Moving into a higher position

Environmental factors can trigger these thoughts and feelings at any time in a leader’s career progression. Moving out of a comfort zone into a new environment such as a higher position, a new organisation or business, or undertaking a new project which stretches you beyond what you have done before. Suddenly you find yourself surrounded by colleagues who are seemingly more qualified and more experienced. They may be well known and highly sought after for their views and opinions and then we start comparing ourselves unfavourably to them. Then we find ourselves caught in the rip like current and carried away by the ‘imposter syndrome’.

This can lead to:

  • Remaining quiet in meetings you’ve been asked to attend.
  • Deferring opportunities to others more experienced.
  • Collecting more and more qualifications until you feel you are ‘good enough’.

Positive new habits

Coaching tips to help overcome some of the environmental factors:

  • Value all you bring to your role from your previous work and life experiences.
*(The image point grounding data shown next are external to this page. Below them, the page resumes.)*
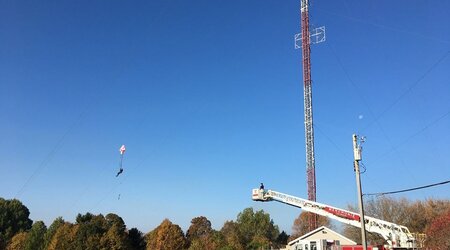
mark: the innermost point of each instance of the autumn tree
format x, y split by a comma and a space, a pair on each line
230, 232
13, 219
282, 239
167, 236
438, 233
90, 230
414, 215
35, 238
65, 237
136, 239
115, 239
256, 229
18, 241
301, 224
52, 230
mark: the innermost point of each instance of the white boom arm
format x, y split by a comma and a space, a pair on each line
397, 236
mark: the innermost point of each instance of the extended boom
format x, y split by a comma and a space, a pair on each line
397, 236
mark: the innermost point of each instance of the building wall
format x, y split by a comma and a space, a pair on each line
330, 236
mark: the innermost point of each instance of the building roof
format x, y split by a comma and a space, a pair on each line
315, 231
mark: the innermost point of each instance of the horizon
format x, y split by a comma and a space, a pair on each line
208, 99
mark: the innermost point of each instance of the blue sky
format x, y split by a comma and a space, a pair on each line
207, 96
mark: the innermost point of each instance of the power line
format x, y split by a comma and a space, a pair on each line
410, 189
428, 71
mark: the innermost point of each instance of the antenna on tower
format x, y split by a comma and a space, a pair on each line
317, 35
303, 40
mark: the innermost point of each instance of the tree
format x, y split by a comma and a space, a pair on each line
282, 239
13, 219
115, 239
91, 229
18, 241
52, 230
256, 230
166, 236
230, 232
35, 239
438, 233
414, 215
200, 235
114, 219
65, 237
136, 239
301, 224
200, 229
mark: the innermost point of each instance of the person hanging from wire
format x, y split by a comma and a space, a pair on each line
122, 152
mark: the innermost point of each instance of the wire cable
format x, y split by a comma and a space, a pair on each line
409, 189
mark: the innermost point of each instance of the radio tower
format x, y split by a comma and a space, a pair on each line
309, 130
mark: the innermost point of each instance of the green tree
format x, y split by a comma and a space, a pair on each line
91, 229
114, 219
167, 236
65, 237
200, 228
52, 230
438, 232
301, 224
136, 239
416, 216
115, 239
256, 229
230, 232
13, 219
282, 239
35, 239
18, 241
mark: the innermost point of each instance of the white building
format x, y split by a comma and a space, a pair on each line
321, 238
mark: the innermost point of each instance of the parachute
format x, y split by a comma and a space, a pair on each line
122, 152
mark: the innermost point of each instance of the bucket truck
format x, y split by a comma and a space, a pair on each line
397, 236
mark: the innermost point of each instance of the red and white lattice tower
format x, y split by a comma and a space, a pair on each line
309, 130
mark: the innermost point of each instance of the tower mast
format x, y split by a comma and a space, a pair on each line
309, 130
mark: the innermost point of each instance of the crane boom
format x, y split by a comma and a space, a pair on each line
397, 236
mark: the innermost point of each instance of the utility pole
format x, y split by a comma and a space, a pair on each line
357, 149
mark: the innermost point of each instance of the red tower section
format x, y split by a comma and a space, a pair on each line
309, 130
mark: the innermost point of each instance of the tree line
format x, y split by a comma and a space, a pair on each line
251, 230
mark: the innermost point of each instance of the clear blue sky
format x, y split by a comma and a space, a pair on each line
207, 96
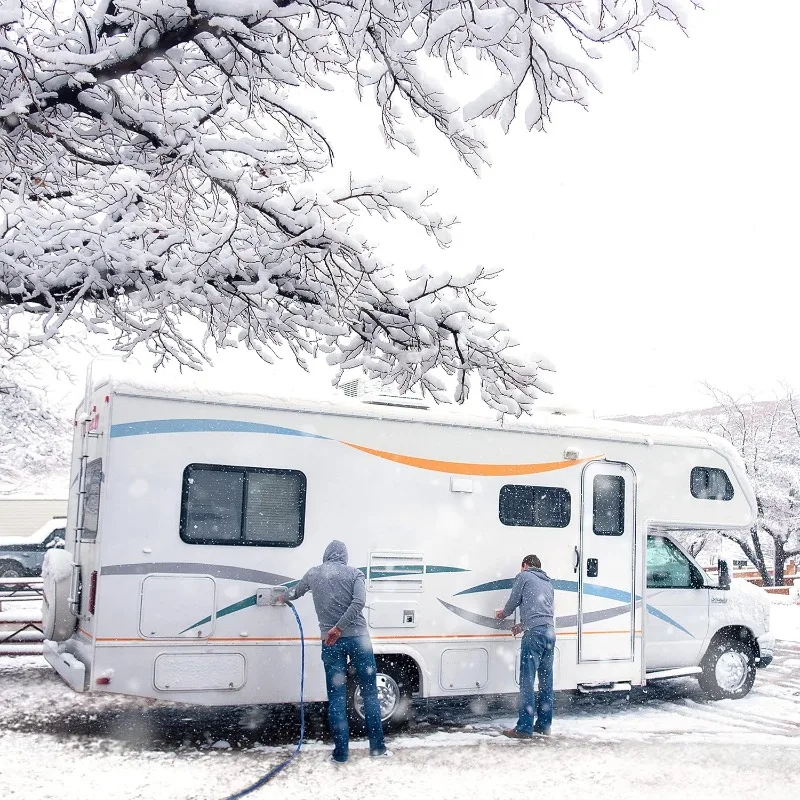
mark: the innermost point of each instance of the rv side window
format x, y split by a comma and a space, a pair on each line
92, 481
535, 506
609, 505
242, 506
710, 483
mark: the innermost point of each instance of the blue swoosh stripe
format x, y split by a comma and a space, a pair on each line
572, 586
155, 426
559, 586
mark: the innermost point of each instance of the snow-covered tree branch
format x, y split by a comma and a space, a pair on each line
158, 162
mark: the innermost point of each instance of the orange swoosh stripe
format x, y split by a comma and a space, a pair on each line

Remember all of who your are, what you have done and achieved so far which enabled you to be chosen for the role above others who applied or were considered.
  • Address the aspects of your own thinking and behaviours that might get in the way of your effectiveness as a leader.
  • Decide to fully believe your referees.
  • Stay committed to your development as a leader and become a life long learner.
  • Give yourself permission to be on a learning curve in your new role.
  • Ask yourself: “what do I need to let go of to be effective at the next meeting?” for example, in the words of Brene Brown: “I’m imperfect AND I’m enough”. And I would add: “AND I’m still capable of more”.

The opposite of the imposter syndrome is the belief that you are more competent than you are, which leads to a refusal to acknowledge your limitations.

Steps to freedom:

1. What had real meaning for you from what you’ve read?
2. What’s one new behaviour you could put into practice this week from the above tips? What else?
3. What exactly will you say to yourself, or do, this week?
4. What will happen if you don’t?
5. What would it take to create change on this issue for you?